Real Estate

Things to look for when buying a Remodel from an investor

Buying a home to renovate in order to resell for a profit in a short period of time is called “Flipping”

These homes are usually remodeled by an investor looking to make a quick profit. Often times these homes were in major disarray when the investor purchased them. Some of the investors purchasing homes and making improvements are very skilled at their craft. They completely go through the property and make sure the roof and foundation are in good condition as well as the plumbing, electrical and hvac systems. I currently work with an investor who only uses licensed professionals and always gets the proper permits. But not all investors do that.

Some investors will cut corners. They may use low-grade materials or do substandard work. There are several ways to hide problems which may later become issues for the new owners. Some investors tend to cover up problems rather than repair problems.

So how does the buyer know what they are buying?

1. Ask the seller for a list of all repairs that they made and verify that all necessary permits were pulled.

2. Make sure you get a complete inspection, remember this seller has not lived in the property and done laundry or showered while running the dishwasher, etc. so verify that the systems work fully.

3. Call the water department and see how many gallons of water have been used since the investor owned the property. Since the investor has not lived there, the usage should be low. If it is high, you might have a leak.

4. Turn all the water and gas off to the property and check the meter to see if it is running. Recheck after 15 minutes. Nothing should be on including the water heater or furnace (sometimes people forget the gas on at the pilot). If the meter is running you may have a leak.

5. If it looks like they tried to cover something up, they probably did.
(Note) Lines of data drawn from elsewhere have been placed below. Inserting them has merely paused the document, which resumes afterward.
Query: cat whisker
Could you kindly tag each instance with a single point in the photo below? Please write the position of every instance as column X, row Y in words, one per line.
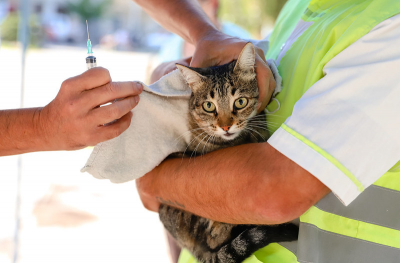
column 191, row 143
column 256, row 132
column 250, row 132
column 195, row 149
column 183, row 134
column 206, row 144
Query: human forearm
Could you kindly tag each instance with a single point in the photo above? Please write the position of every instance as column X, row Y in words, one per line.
column 248, row 184
column 182, row 17
column 21, row 131
column 74, row 119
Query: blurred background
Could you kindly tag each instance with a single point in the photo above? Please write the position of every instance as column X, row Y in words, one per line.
column 49, row 211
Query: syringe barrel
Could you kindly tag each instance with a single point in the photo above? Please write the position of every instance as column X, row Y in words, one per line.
column 91, row 62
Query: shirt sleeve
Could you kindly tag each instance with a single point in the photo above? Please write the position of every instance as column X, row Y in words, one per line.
column 345, row 130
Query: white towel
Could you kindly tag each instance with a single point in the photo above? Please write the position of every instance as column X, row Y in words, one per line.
column 159, row 127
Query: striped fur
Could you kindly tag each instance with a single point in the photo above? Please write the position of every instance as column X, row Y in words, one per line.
column 210, row 241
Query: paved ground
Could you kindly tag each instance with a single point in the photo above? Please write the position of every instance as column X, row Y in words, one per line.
column 68, row 216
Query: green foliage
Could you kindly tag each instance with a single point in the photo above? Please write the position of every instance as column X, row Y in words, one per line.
column 9, row 29
column 252, row 15
column 87, row 10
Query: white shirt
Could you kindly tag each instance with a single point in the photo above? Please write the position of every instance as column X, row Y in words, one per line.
column 352, row 114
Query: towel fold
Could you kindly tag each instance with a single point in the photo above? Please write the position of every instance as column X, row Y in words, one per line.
column 159, row 127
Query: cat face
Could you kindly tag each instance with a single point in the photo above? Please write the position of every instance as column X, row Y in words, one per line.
column 224, row 97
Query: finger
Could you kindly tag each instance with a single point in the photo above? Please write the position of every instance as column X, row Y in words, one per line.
column 105, row 133
column 116, row 110
column 110, row 92
column 90, row 79
column 260, row 52
column 266, row 83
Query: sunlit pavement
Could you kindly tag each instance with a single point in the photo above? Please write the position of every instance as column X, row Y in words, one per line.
column 67, row 216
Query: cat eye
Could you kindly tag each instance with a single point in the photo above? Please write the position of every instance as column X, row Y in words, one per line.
column 240, row 103
column 208, row 106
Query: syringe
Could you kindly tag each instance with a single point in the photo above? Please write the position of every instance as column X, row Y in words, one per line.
column 91, row 59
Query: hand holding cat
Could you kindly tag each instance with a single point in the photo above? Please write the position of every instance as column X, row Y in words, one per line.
column 216, row 48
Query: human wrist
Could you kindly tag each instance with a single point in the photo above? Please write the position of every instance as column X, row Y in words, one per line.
column 204, row 33
column 44, row 130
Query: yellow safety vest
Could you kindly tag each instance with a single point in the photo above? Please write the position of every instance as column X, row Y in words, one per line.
column 368, row 230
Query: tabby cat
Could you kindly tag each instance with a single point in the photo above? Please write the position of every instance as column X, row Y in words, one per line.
column 223, row 112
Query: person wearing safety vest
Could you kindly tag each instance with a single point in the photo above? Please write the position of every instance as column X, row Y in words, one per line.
column 334, row 155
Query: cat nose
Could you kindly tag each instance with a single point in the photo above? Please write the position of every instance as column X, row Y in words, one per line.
column 226, row 128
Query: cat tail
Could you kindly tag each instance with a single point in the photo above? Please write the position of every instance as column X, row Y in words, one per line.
column 252, row 239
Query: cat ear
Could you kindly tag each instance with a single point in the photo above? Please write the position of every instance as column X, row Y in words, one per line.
column 192, row 78
column 245, row 64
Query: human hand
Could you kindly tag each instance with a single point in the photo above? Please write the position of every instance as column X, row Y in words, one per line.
column 216, row 48
column 74, row 119
column 167, row 67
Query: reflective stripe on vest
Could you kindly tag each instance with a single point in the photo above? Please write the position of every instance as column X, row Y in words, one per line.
column 366, row 231
column 369, row 229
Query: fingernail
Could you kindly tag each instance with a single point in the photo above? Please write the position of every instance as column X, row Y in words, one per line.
column 139, row 86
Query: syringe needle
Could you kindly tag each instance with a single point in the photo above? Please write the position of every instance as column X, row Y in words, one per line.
column 87, row 27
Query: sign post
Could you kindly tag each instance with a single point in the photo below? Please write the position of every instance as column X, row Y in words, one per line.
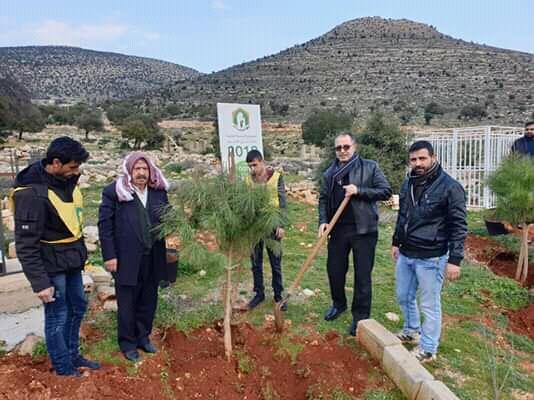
column 239, row 132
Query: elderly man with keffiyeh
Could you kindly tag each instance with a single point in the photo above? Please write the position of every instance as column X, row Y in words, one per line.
column 133, row 252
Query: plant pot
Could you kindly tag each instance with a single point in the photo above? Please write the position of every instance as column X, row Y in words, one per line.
column 495, row 227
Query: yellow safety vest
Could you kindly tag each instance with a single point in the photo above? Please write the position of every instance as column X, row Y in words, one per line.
column 71, row 213
column 272, row 186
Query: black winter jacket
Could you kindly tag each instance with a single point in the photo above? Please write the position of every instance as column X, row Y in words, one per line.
column 434, row 225
column 372, row 187
column 520, row 146
column 36, row 219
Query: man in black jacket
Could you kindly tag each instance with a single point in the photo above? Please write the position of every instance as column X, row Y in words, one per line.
column 50, row 246
column 356, row 229
column 428, row 244
column 525, row 144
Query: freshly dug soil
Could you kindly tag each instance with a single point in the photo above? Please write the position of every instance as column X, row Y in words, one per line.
column 522, row 321
column 497, row 258
column 265, row 366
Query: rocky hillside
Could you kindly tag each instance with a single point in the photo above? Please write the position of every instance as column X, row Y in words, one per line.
column 72, row 74
column 365, row 64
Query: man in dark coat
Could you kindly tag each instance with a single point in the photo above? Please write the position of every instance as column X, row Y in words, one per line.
column 525, row 145
column 133, row 252
column 48, row 209
column 428, row 245
column 357, row 228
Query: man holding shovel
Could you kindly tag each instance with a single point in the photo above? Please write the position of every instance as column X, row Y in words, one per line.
column 357, row 228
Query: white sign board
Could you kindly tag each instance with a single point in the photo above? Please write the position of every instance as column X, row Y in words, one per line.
column 239, row 132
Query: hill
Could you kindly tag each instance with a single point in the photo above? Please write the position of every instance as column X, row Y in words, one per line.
column 366, row 64
column 73, row 74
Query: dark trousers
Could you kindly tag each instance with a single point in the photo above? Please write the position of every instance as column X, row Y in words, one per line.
column 343, row 239
column 137, row 307
column 63, row 318
column 257, row 270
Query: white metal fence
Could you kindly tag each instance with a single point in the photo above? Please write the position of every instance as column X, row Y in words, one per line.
column 470, row 155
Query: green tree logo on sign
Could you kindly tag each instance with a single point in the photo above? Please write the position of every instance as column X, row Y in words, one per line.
column 240, row 119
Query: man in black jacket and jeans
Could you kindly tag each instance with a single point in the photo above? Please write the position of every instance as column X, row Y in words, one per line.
column 49, row 241
column 356, row 229
column 525, row 145
column 428, row 244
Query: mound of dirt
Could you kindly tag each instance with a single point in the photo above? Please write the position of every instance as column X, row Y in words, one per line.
column 265, row 365
column 501, row 261
column 522, row 321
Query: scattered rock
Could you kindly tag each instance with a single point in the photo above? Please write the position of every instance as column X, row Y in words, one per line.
column 392, row 317
column 91, row 247
column 88, row 283
column 12, row 251
column 110, row 305
column 105, row 293
column 27, row 346
column 90, row 233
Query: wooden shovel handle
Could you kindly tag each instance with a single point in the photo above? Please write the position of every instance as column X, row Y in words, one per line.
column 318, row 245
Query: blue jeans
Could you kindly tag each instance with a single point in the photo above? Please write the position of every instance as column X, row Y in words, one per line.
column 63, row 318
column 256, row 260
column 425, row 274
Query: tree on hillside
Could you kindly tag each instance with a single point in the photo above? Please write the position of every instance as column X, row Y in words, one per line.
column 30, row 120
column 141, row 129
column 322, row 124
column 17, row 113
column 382, row 140
column 473, row 111
column 90, row 121
column 118, row 112
column 135, row 129
column 431, row 110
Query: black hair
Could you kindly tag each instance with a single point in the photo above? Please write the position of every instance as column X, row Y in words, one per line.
column 66, row 149
column 253, row 155
column 346, row 133
column 420, row 145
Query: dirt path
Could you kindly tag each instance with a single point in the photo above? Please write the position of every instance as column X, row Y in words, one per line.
column 266, row 366
column 501, row 261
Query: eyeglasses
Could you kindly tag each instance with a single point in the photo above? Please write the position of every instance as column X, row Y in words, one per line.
column 345, row 147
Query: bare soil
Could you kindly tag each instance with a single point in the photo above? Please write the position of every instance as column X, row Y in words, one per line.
column 265, row 366
column 501, row 261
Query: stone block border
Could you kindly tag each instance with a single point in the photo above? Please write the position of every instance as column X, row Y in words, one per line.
column 408, row 374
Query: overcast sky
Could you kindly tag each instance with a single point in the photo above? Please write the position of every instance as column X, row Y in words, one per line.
column 210, row 35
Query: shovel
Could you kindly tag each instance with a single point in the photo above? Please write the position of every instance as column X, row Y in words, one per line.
column 278, row 314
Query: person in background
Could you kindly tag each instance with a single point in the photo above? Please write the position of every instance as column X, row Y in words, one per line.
column 525, row 144
column 260, row 174
column 48, row 208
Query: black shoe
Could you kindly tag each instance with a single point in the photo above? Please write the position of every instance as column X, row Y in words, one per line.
column 353, row 327
column 332, row 313
column 131, row 355
column 278, row 299
column 70, row 372
column 256, row 300
column 81, row 362
column 148, row 347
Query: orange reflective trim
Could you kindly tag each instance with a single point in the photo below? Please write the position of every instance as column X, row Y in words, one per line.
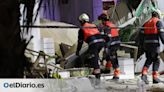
column 117, row 72
column 89, row 31
column 114, row 32
column 155, row 74
column 152, row 24
column 144, row 70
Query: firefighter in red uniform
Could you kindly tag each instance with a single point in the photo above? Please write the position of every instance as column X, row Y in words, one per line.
column 90, row 34
column 149, row 39
column 112, row 46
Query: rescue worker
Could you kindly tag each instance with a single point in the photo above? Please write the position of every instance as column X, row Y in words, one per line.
column 90, row 34
column 149, row 39
column 112, row 46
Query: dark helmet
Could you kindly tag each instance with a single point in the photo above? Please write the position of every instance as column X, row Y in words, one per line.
column 103, row 16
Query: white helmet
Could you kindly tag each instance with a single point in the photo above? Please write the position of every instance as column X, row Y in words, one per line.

There are a lot of honest people making a living repairing dilapidated properties and reselling them at a profit. The repairs on these properties are not cheap if they are done correctly. The investor should be able to make a reasonable profit.  In order to correctly repair the properties and make a profit, this often means the investor must have purchased the property for less than half the price they are selling the house.; especially when the house resells for $125,000 or less.  When a seller buys a property and resells it within a 12 month period to a buyer obtaining a FHA loan, the new lender will require a second appraisal.  In addition, unless the property was a repo, the investor must wait 90 days before a contract can be written where a buyer is obtaining a FHA loan.